데이터 및 AI 선도기업 데이터브릭스가 ‘유니티 카탈로그(Unity Catalog)’ 기능 강화 버전을 발표했다. 이번 업데이트로 카탈로그는 아파치 아이스버그(Apache Iceberg) REST 카탈로그 API를 네이티브 지원해, Iceberg 테이블을 데이터브릭스뿐 아니라 트리노(Trino), 스노우플레이크(Snowflake), 아마존 EMR(Amazon EMR) 등 외부 엔진에서도 읽고 쓸 수 있게 했다.
Iceberg table can read and write external engines such as Trino, Snowflake, and Amazon.
Databricks, a leading data and AI company, further solidifies its leadership across the data lakehouse ecosystem with differentiated innovations including Iceberg and Delta Lake support, cross-engine governance, and business metrics integration.
On the 23rd, Databricks announced an enhanced version of its ‘Unity Catalog’ feature.
With this update, the catalog now natively supports the Apache Iceberg REST catalog API, allowing Iceberg tables to be read and written not only from Databricks, but also from external engines such as Trino, Snowflake, and Amazon EMR.
By integrating Delta Lake and Iceberg into a single governance framework, we have evolved into an open standards governance platform that encompasses a variety of table formats.
Let’s take a look at the three main features available in public preview: support for the Iceberg REST catalog API, which enables creation of managed tables and read/write operations from any Iceberg-compatible engine; and Databricks’ AI predictive optimization, which provides optimal performance for the cost.
Lakehouse Federation also natively imports Iceberg tables managed in external catalogs. Allows navigation and governance like a table.
Here, Delta Sharing can be used to securely share Iceberg tables across organizations, fundamentally eliminating silos based on data format.
What's notable about this announcement is that it significantly expands capabilities for business users in addition to technical users.
Through 'Unity Catalog Metrics', KPI and indicator definitions scattered across BI tools were integrated into the platform, and promoted to first-class data assets directly accessible via SQL.

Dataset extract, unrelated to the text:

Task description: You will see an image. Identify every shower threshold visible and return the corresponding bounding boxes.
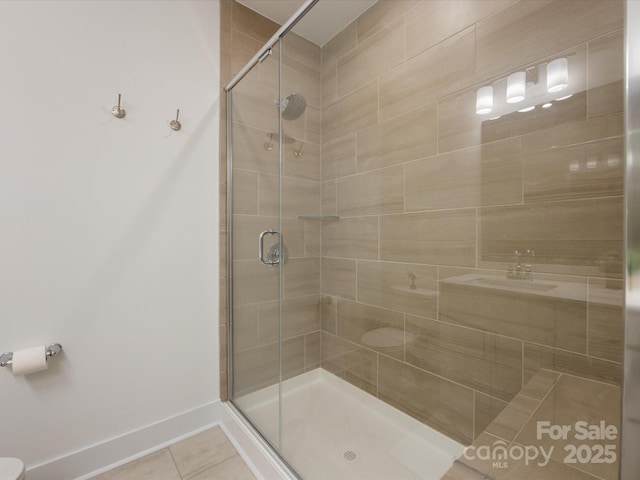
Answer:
[235,368,464,480]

This enables consistent interpretation of metrics across business domains, including sales, marketing, and finance teams, and allows data to be analyzed and decisions made based on the same criteria without the assistance of engineers.

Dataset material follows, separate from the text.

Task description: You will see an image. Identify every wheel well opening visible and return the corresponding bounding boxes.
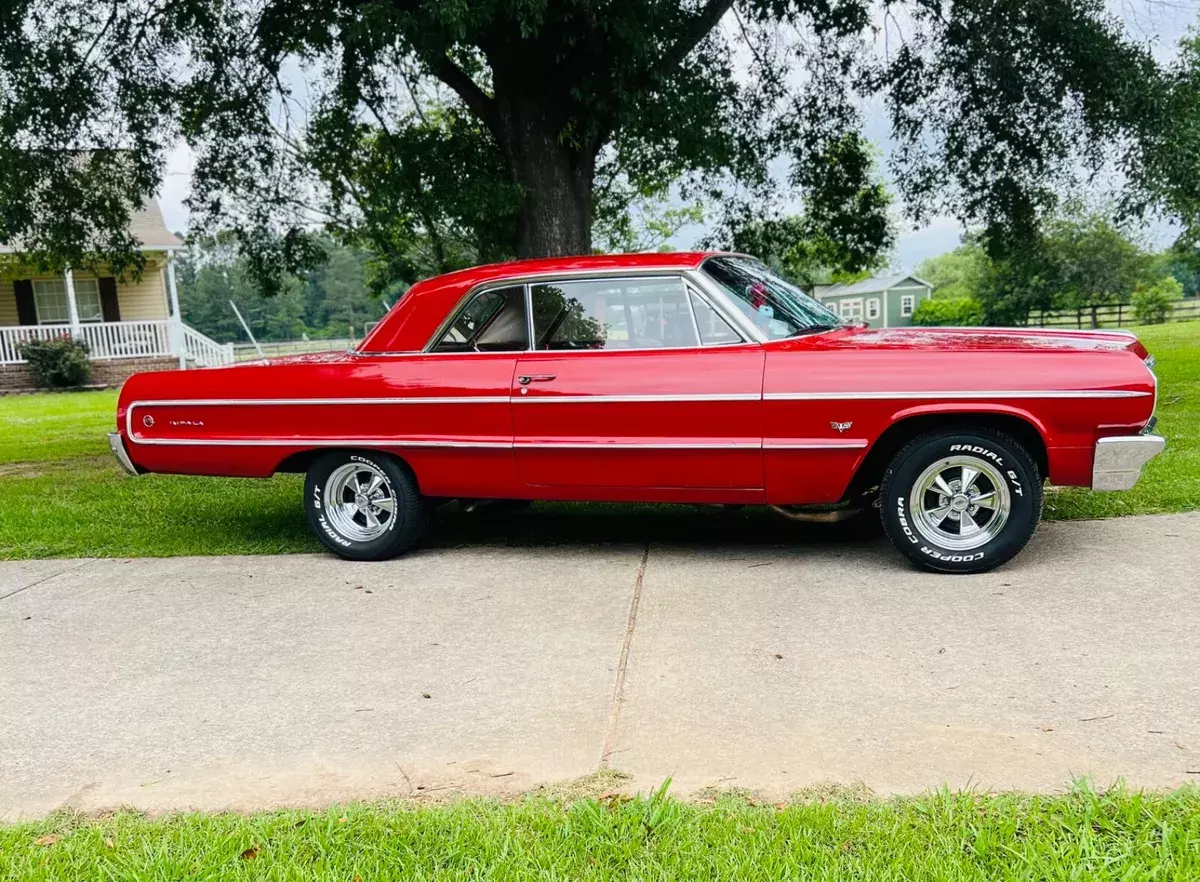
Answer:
[275,448,420,487]
[845,413,1049,500]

The business exploration experience is also being offered in the form of an internal marketplace called 'Discover'.
You can search and receive recommendations for high-value assets such as tables, dashboards, AI agents, and Genie spaces curated by each domain, and easily find reliable data through metadata such as documents, owners, and usage status, and AI-based automatic recommendation functions. It can be used in a self-serve manner without any approval process and is currently available in private preview.

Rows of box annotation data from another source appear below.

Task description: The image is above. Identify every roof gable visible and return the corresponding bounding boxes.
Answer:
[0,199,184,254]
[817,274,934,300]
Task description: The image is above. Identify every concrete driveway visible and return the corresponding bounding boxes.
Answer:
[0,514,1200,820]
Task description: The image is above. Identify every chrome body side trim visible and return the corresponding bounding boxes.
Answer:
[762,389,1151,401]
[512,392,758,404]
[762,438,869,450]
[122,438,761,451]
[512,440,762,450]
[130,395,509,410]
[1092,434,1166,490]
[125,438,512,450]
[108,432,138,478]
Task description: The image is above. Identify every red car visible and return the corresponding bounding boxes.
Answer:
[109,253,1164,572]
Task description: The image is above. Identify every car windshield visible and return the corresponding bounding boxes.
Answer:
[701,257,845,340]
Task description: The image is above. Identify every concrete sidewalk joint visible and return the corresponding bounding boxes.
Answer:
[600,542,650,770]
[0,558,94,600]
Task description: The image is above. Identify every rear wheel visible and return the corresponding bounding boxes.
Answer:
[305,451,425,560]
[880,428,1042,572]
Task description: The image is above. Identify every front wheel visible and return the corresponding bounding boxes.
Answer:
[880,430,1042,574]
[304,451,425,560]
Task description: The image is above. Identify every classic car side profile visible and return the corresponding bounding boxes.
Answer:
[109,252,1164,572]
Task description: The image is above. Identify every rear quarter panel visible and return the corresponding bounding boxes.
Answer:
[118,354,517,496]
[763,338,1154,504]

Unity Catalog adds intelligence to the entire user experience, visualizing data quality signals, usage patterns, asset associations, authentication, and retirement status.
Ask natural language questions to the built-in 'Databricks Assistant' and receive contextual and reliable answers in real time based on policy-based metrics, making your data exploration journey smarter.
“We pioneered unified governance four years ago with the Unity Catalog, and this update completes the industry’s best catalog across all open tabular formats, including Iceberg and Delta Lake,” said Matei Zaharia, Co-Founder and CTO of Databricks.
He added, “We will realize the democratization of data+AI for business users as the only platform that freely reads and writes management tables even from external engines.”